Aerial photos depict the state’s rapidly dissolving coastal marsh. Photos of families waist deep in muddy water emphasize the increased flood risk for those in the southern half of the state.
But what if environmental photography wasn’t always steeped in devastation? Can the urgency of climate matters be conveyed in a way that reveres the state’s beauty instead of reflecting on its constant losses?
That’s the goal for Virginia Hanusik, a New Orleans-based photographer whose work has been featured in National Geographic and The New Yorker among other publications.

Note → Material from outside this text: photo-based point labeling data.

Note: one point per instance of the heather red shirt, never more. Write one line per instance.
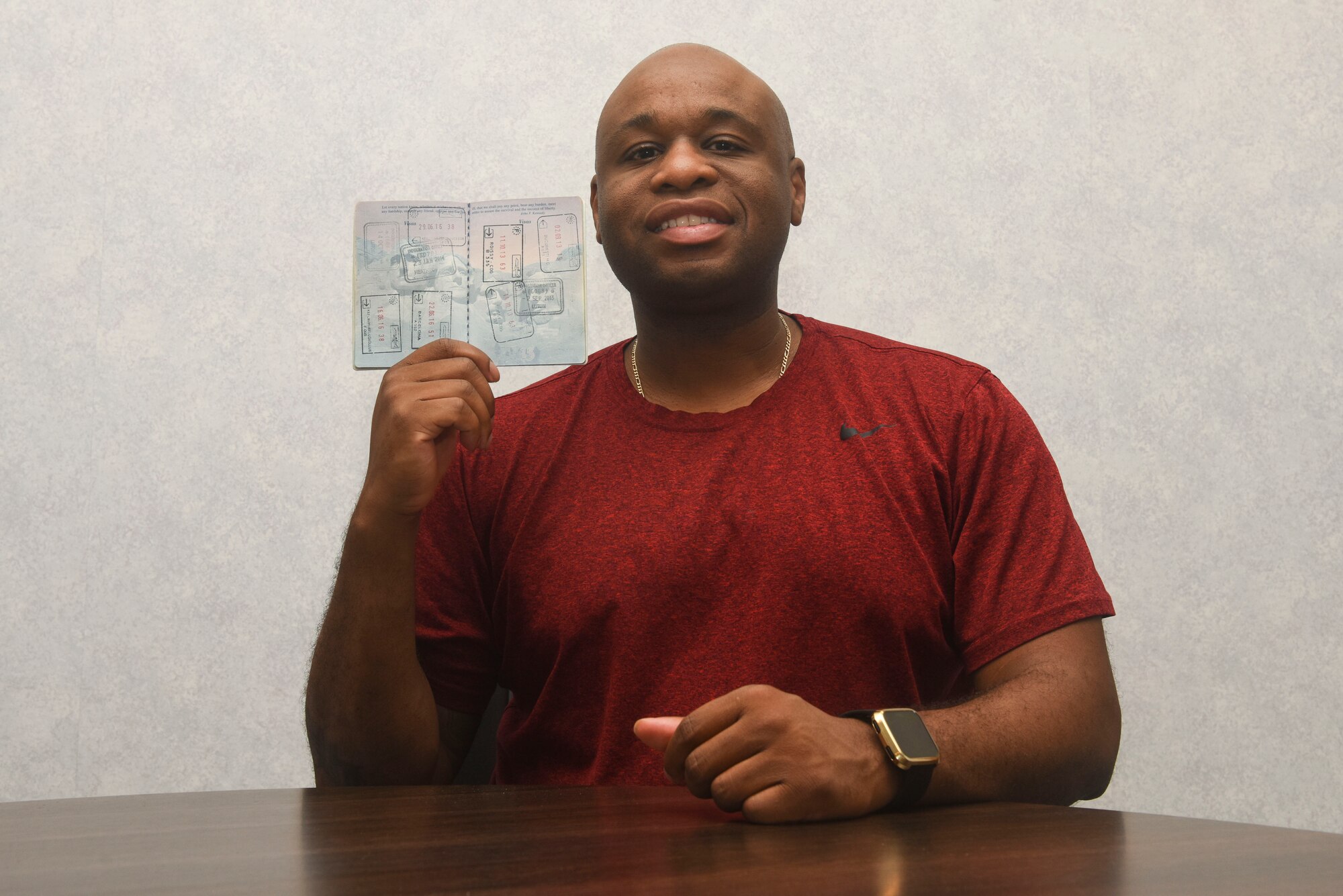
(609, 558)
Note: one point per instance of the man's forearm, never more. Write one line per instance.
(370, 711)
(1046, 736)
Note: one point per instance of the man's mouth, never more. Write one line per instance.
(691, 228)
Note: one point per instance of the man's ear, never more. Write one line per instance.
(798, 177)
(593, 203)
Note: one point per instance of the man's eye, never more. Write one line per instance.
(635, 153)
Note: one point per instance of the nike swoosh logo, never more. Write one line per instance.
(849, 432)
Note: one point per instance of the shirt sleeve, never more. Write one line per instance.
(452, 616)
(1023, 565)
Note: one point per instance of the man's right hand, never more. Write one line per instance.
(426, 399)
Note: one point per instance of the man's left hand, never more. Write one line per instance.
(774, 757)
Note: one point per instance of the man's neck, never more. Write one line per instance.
(708, 362)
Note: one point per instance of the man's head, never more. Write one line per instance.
(691, 122)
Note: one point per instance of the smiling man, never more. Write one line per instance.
(691, 557)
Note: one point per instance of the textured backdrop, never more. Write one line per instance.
(1130, 212)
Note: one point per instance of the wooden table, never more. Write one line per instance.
(627, 840)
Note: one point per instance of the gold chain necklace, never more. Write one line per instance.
(788, 346)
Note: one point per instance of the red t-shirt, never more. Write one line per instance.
(609, 558)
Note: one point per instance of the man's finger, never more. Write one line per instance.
(702, 725)
(656, 732)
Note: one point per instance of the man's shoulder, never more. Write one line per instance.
(914, 364)
(557, 391)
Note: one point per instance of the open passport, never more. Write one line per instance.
(508, 277)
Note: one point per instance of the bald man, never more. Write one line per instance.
(690, 558)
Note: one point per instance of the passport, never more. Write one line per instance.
(506, 275)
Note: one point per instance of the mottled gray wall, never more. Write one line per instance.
(1130, 211)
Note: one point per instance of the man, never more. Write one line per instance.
(723, 533)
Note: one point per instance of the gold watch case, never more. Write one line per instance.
(906, 738)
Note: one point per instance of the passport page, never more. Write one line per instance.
(507, 277)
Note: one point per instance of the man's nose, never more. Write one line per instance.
(683, 165)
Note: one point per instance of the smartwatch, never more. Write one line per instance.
(909, 745)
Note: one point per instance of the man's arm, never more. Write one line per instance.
(1043, 726)
(370, 709)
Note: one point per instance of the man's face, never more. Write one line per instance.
(694, 129)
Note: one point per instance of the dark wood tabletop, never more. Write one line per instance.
(627, 840)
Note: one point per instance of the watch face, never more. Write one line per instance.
(911, 736)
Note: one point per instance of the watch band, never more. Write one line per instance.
(914, 781)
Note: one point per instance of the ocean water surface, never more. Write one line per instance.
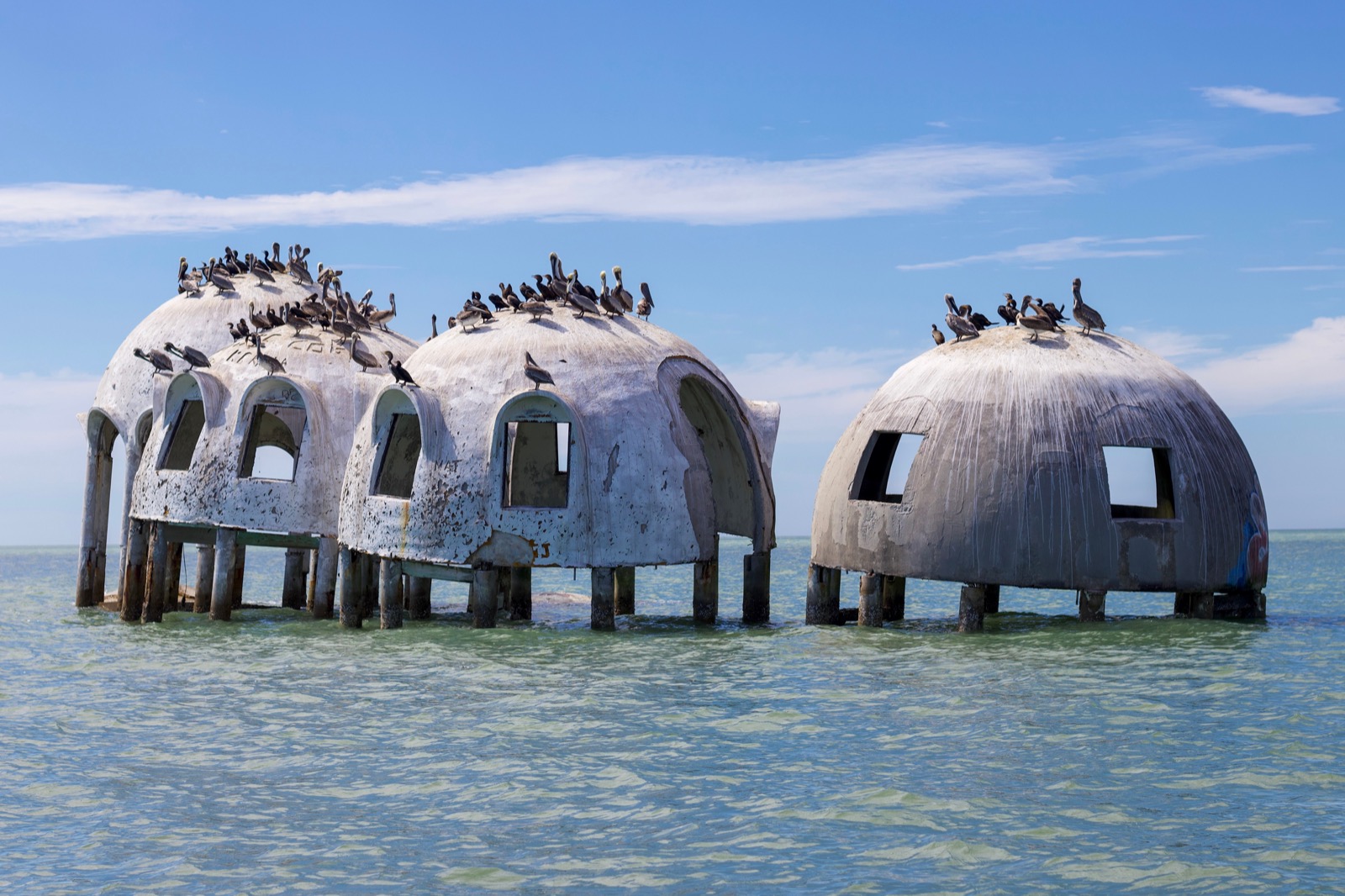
(276, 754)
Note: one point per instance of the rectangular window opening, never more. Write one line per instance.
(186, 430)
(401, 454)
(885, 467)
(537, 463)
(1140, 483)
(273, 439)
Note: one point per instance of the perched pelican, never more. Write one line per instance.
(398, 372)
(533, 372)
(1087, 316)
(957, 323)
(161, 362)
(188, 354)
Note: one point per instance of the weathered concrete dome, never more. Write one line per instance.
(1010, 486)
(237, 445)
(638, 454)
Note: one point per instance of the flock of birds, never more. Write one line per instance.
(1046, 316)
(334, 309)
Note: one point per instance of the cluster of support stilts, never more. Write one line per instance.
(884, 599)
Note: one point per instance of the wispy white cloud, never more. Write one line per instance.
(1263, 100)
(1067, 249)
(697, 190)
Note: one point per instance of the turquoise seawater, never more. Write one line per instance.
(276, 754)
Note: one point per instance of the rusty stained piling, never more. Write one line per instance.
(757, 588)
(226, 567)
(205, 577)
(625, 600)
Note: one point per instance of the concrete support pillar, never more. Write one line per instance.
(417, 596)
(205, 577)
(389, 593)
(349, 579)
(134, 571)
(705, 593)
(824, 606)
(226, 567)
(757, 588)
(91, 579)
(235, 596)
(871, 600)
(1093, 606)
(625, 602)
(972, 609)
(521, 593)
(484, 587)
(156, 575)
(992, 599)
(324, 577)
(296, 582)
(894, 598)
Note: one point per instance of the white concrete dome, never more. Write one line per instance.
(1010, 481)
(638, 454)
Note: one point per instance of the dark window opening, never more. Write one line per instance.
(186, 430)
(1140, 483)
(537, 463)
(885, 466)
(273, 439)
(401, 454)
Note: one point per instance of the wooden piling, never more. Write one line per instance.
(226, 566)
(1093, 606)
(871, 600)
(972, 609)
(156, 575)
(134, 571)
(625, 600)
(757, 588)
(417, 596)
(603, 600)
(205, 577)
(324, 577)
(894, 598)
(295, 584)
(705, 593)
(389, 593)
(484, 587)
(521, 593)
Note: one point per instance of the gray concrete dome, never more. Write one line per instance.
(638, 454)
(1010, 488)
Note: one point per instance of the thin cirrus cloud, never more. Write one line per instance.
(1263, 100)
(1067, 249)
(696, 190)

Some of Hanusik’s work explores the relationship between nearly uninhabitable environments and the infrastructure that allows communities to survive in them. There is a church nestled among cypress knees. A home is shown raised above water. But perhaps the most compelling are the frames that align with Hanusik’s stated mission, like the transmission towers interrupting an otherwise serene landscape and the vanishing coastline captured in the soft, rosy glow of a sunset.
Hanusik spoke to USA Today’s The American South about her work, its meaning and the complexity of capturing a changing landscape with intention.
A 2020-21 photography fellow with the Landmark Columbus Foundation, Hanusik recently finished a project examining the Mississippi River and the infrastructure…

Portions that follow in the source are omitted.